There were plenty of reasons why we kicked on and they fell back. Some of it was about age profile – we were coming into the start of a really good cycle whereas Galway were probably somewhere in the middle of one and Meath were nearing the end. When we got a hammering from Meath in 2001, the likes of Colm Cooper, Declan O’Sullivan, Paul Galvin, Marc Ó Sé, Aidan O’Mahony and Kieran Donaghy were all either still in school or not long out of it and none of them had played senior for Kerry.
Galway and Meath either just didn’t have that sort of talent coming through or they didn’t make use of what they did have. In Meath’s case, it was probably the former. But for Galway, you’d have always wondered why they weren’t getting more out of the under-21 teams they had.
Galway won four under-21 All-Irelands since 2002 – the same as Dublin. But Dublin have converted those titles into becoming the best team in the country. Galway haven’t even won Connacht since 2008. You can talk about population and money and whatever you want – Galway have had the raw materials but just haven’t got the best out of them.
Again, that can happen. All it takes is for enough people to accept it. Eventually, a couple of mediocre years go by and then a couple of genuinely bad ones and without anybody making a big fuss about it, a half a decade has slid by and nobody has done anything about it. By that stage, you’re starting at the bottom again and you’re overhauling structures and investing in coaching and all those things that you should have been doing when times were good.
For anything to change, there has to be anger. You could see it in Kevin Walsh when he was giving out during the league that his Galway players were being ridiculed for having no backbone. There’s a man who didn’t win his All-Irelands by accident. He wasn’t going to let Mayo stroll to a sixth Connacht title in a row. Anger was a starting point.
Anyone who was around Kerry in the mid- to late-90s would recognise that. The local papers at the time were vicious enough but local radio was worse. People would ring in on a Monday night and absolutely decorate the players. It wasn’t much fun at the time but it meant the thing reached a tipping point.
I remember getting phonecalls from people saying, “Are you listening to what they’re saying on the radio?” And I wouldn’t have been – deliberately. Like, what use was it going to be do me to hear any of it? There was no escaping it anyway in the heel of the hunt. The call would always come on a Monday night or Tuesday morning.
Friend: “Well, how are you holding up?”
Me: “I’m grand, why wouldn’t I be?”
Friend: “Ah Jesus, you got absolutely pulverised on the radio. You’re as well off not hearing it.”
Me: “Well sure, what use is it telling me then?”
Friend: “Oh. Yeah. Sorry.”
Me: “How bad was it?”
Friend: “Aw, they tore you asunder. Said you could catch, couldn’t kick, couldn’t run.”
Me: “Well, I’m glad we had this little chat. I feel so much better. Feel free never to ring me again.”
But at the back of it all, you’d have to say that it was that sort of environment and attitude in the county that ended the famine. The barren years became unacceptable.

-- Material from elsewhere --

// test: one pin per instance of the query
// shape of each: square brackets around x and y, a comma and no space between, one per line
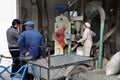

It meant that everyone really had to focus in on how this was all going to get turned around.
We don’t know yet if this is the start of something for Galway. One win can’t be expected to turn everything on its head. But we do know tradition counts for something. Once people in a county that has known success start sniffing more of it, the thing can grow quickly. If people in the county start rallying to the cause, then there could be a way back.
Tradition is like dry hay – it doesn’t take much of a spark to set the whole place on fire.